Optimists’ concerted effort in this and many subsequent home front campaigns during World War II is considered by many as the organization’s highest achievement.

In Canada there was growing concern over the needs of children living overseas where the fighting was. Out of this concern arose a project that spread across the nation, appealing to hundreds of thousands of Canadians. Originating with the Optimist Club of Welland, Ontario, it was based on the conviction that children were entitled to a few little luxuries just because they are children and that the war had deprived them of these as well as many of life’s necessities.

British children show off their chocolate, courtesy of Optimists overseas.

The Chocolate Fund sent more than 2 million bars of chocolate to children.

With the Optimists leading the way, the Chocolate Fund was established to pack and deliver to British children, through the British Food Ministry, the schools and the Red Cross, more than two million bars of chocolate. For thousands of youngsters this was the only sweet they knew during ten years of war.

The value of Optimist International to the war effort was proved in many other ways time and again. Millions of dollars were raised in Optimist-sponsored bond drives. More than 1,600 Life Memberships were purchased with $100 war bonds. Servicemen’s centers at home were provided and staffed by Optimists. Untold thousands of servicemen overseas received letters and gifts from the Optimist Clubs in their hometowns.

By the end of the war nearly 2,000 Optimists were in uniforms of the Canadian and United States militaries. Nearly 1 out of every 7 members served their country during this time.

Along with every other organization, Optimist International found its efforts to grow severely restricted by the war. Its field staff resigned in 1942 to enter military service and new Club building came to an abrupt standstill. Fewer than a dozen new Clubs were chartered during the war years. Surprisingly, however, total membership actually increased during this period, from 13,000 in 1941 to 16,000 in 1945. The wartime service efforts of Optimist Clubs attracted many who could not serve their countries in the military but felt they were contributing by getting involved in an organized effort on the home front.

During the years of World War II there were no international conventions because of travel restrictions and the need for every Optimist to remain on the job until the war was won. Conferences were held instead to carry on the administrative work of the organization. The training of incoming Club and District officers became, for the first time, the responsibility of the District Governors.

More than 1,600 Optimists purchased Life Memberships with $100 bonds.


At the 1942 Wartime Conference reports were received that despite the huge efforts of Clubs to contribute to the war effort boys work had not suffered.
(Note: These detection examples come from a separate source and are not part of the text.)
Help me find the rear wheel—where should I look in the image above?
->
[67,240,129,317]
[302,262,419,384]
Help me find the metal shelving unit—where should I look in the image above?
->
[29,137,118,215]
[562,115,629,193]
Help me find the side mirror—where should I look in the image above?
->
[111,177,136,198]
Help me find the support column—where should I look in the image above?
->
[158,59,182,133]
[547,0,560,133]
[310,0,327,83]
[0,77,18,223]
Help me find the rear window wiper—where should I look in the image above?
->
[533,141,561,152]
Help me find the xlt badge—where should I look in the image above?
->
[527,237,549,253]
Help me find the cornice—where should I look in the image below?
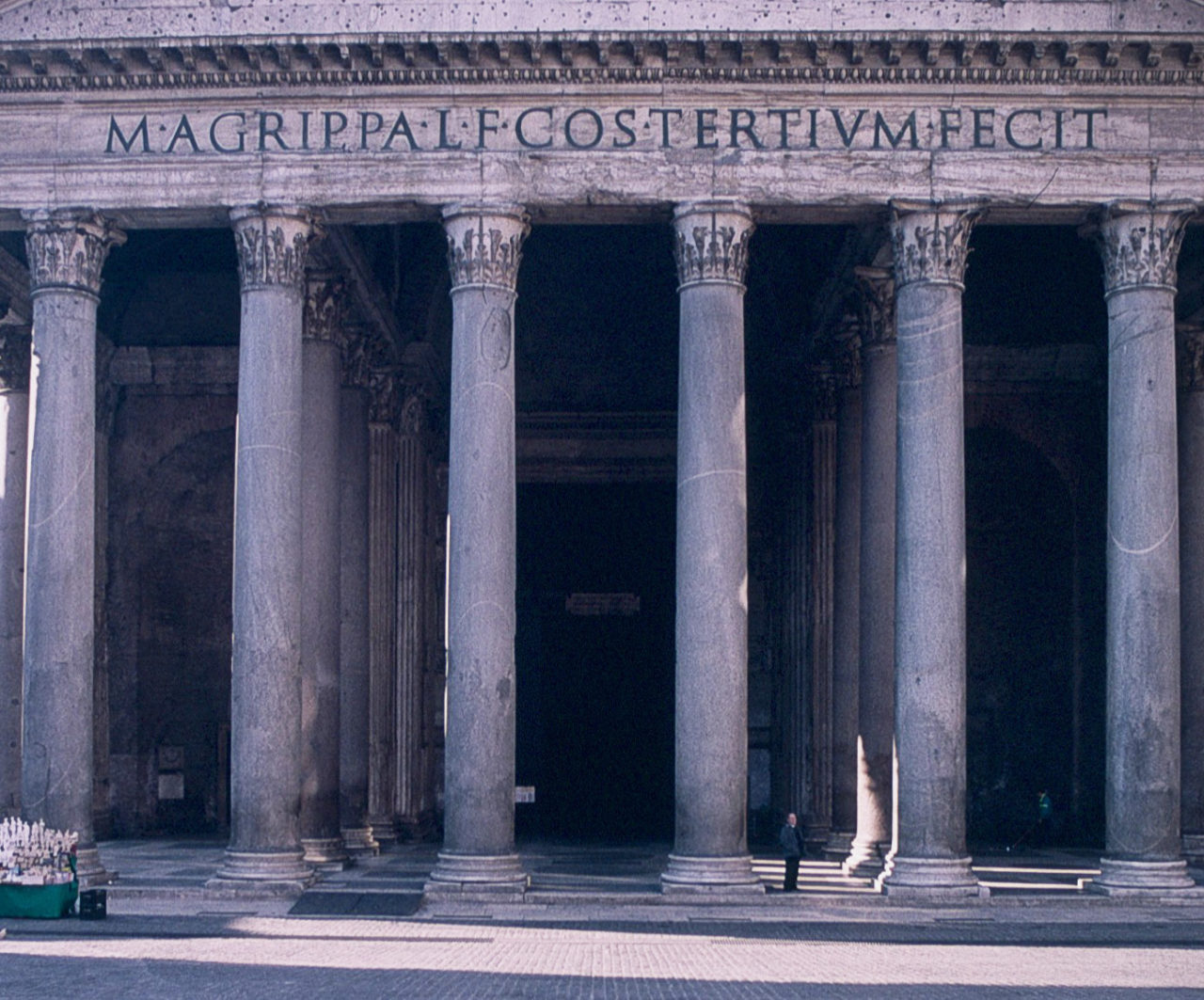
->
[0,33,1204,91]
In fact, the average amount of time and money per Club devoted to youth service had increased throughout the organization.

Although the curtailment of normal activities had resulted in Optimist International being in the best financial condition in its history, it faced the baffling problem of membership turnover. The average Club was experiencing a turnover of around 25 percent, nearly twice that of normal times, due in part to the unsettled conditions of nations at war.

To meet this problem, Optimist International established a goal of 500 Life Memberships to provide for the postwar building of new Clubs. By 1944, nearly 600 had been sold and the organization was ensured a sound financial structure upon which to build when the war came to an end.